IL DIARIO DI VIAGGIO DELLA NOSTRA VITA

IL DIARIO DI VIAGGIO DELLA NOSTRA VITA

In questo progetto non poteva certo mancare lei, la protagonista di ogni mio post, la scrittura.

Diceva Hemingway:

accorgersi che si era capaci di inventare qualcosa (…) e farlo ogni giorno (…) era qualcosa che procurava una gioia maggiore di quante ne avessi mai conosciute”.

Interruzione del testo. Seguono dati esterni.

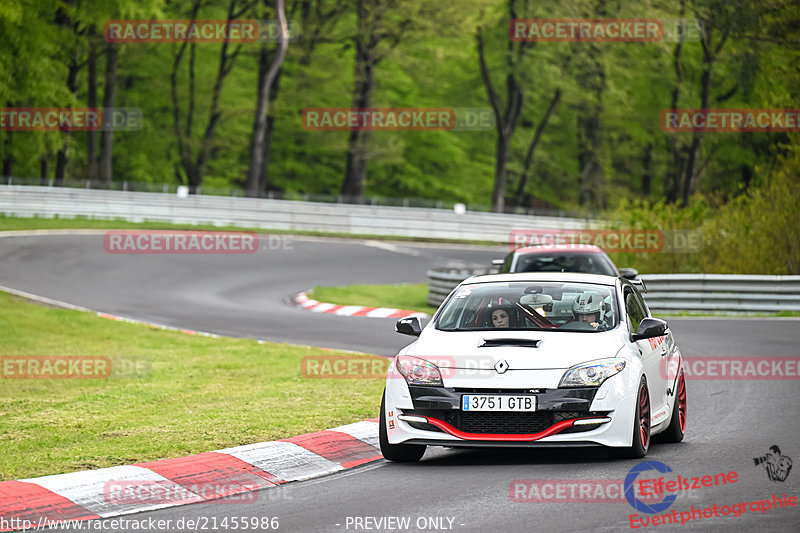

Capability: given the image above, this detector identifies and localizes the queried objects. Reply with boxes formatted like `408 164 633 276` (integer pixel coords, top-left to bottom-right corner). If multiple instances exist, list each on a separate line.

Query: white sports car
380 273 686 462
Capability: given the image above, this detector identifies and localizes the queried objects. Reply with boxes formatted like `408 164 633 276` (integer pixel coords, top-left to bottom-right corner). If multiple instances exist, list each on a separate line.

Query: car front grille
407 410 601 435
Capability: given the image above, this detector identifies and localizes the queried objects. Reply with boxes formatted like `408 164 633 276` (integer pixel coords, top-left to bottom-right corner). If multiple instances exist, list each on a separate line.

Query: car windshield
436 281 619 332
514 252 618 276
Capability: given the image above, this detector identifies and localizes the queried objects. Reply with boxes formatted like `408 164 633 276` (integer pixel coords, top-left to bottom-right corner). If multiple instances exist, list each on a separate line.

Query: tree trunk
664 0 686 204
3 131 14 176
681 59 714 207
260 113 275 191
515 89 561 205
642 143 653 196
246 0 289 196
39 156 48 187
56 57 80 186
86 26 97 182
341 0 379 203
100 43 119 187
475 28 522 213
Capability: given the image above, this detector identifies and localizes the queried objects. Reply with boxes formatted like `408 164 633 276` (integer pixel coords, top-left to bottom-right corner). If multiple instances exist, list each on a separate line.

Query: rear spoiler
628 278 647 292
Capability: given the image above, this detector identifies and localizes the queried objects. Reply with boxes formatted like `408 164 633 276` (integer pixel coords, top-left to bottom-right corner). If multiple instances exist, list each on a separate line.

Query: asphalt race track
0 235 800 532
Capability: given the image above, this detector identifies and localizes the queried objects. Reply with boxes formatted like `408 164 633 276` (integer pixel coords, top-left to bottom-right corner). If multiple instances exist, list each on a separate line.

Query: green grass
0 293 383 480
0 213 497 246
308 283 436 316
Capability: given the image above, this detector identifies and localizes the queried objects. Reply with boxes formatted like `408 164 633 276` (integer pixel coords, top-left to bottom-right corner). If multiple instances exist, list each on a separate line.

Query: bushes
609 156 800 274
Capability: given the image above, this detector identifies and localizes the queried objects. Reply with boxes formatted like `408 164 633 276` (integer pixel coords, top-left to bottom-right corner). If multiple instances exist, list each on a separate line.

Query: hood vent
478 339 542 348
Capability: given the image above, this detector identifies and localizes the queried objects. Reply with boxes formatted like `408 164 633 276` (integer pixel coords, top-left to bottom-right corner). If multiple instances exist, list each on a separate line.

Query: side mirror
631 317 667 341
619 268 639 279
394 316 422 337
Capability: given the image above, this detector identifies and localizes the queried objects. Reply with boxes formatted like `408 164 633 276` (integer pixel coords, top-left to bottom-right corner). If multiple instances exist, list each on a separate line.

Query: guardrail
428 269 800 313
0 185 587 243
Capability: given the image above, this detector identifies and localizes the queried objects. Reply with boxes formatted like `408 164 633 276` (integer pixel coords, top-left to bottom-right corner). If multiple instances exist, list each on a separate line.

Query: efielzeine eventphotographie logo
753 444 792 482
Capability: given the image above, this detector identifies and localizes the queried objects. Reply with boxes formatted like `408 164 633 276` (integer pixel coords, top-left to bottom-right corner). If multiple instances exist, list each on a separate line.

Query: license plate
461 394 536 411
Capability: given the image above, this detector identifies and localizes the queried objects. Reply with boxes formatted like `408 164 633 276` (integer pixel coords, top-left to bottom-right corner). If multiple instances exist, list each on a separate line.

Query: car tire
378 391 427 463
659 372 687 442
622 376 651 459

Chiaramente non tutti dobbiamo diventare scrittori per essere felici, ma sicuramente tutti possiamo trarre benefici dallo scrivere.

Fissare i concetti

Io amo tenere diari di viaggio ogni volta che visito un luogo diverso.
Scrivo ovunque: seduta su un marciapiede di fronte al mare, su una scogliera, in piedi per strada, sorseggiando un caffè ad un tavolino all’aperto mentre immagino la vita di tutte le persone che mi stanno passando davanti. Fissare sulla carta emozioni e sensazioni di un momento, di un luogo, una canzone alla radio che si lega a ricordi lontani, è qualcosa per me di irrefrenabile, bello sul momento, interessante e utile a rileggerlo successivamente.
Fissare dei concetti non è solo una pratica utile quando si viaggia ma in generale quando si vive ogni giorno ognuno la propria quotidianità. Non limitiamoci a scrivere solo la lista della spesa o l’appuntamento con l’idraulico, cerchiamo di fare un elenco a volte anche delle cose che ci piace fare, che ci piace sentire, o meglio che non vorremmo.

Trovare il tempo

Quando iniziai solo a pensare questo blog di viaggi avevo un’enorme preoccupazione: quando troverò il tempo da dedicargli? Il tempo come dice il detto è tiranno e se non viene organizzato se ne va veloce senza lasciare traccia. Decisi di annotarmi il tempo e ciò che sarei riuscita a fare dedicando al mio progetto qualche ora ogni giorno. Con mia grande meraviglia mi accorsi di due cose: che il tempo ipotizzato mi era più che sufficiente e soprattutto che le idee non vengono solo seduti davanti ad un computer. Questa considerazione insieme a molte altre mi ha permesso di lanciarmi in questa nuova avventura.

Non esiste il momento giusto

Possiamo scrivere un diario tutti i giorni o quando ci va, possiamo fare un elenco a punti, stabilire degli obiettivi giornalieri o mensili, aprire un blog, in ogni caso, fissare dei concetti e visualizzarli sulla carta è un buon inizio per stabilire delle priorità. Non aspettiamo il momento giusto, la scrivania perfetta, la musica rilassante. Spesso e volentieri se la scrittura è una terapia, interviene in momenti di caos e disordine e non aspetta l’armonia dell’ambiente intorno a noi.
Non dobbiamo necessariamente pubblicare un libro né avere un pubblico che leggerà i nostri appunti, per la prima volta i protagonisti saremo noi con l’arduo (ma non impossibile) compito di mettere ordine e fissare delle priorità nella nostra vita.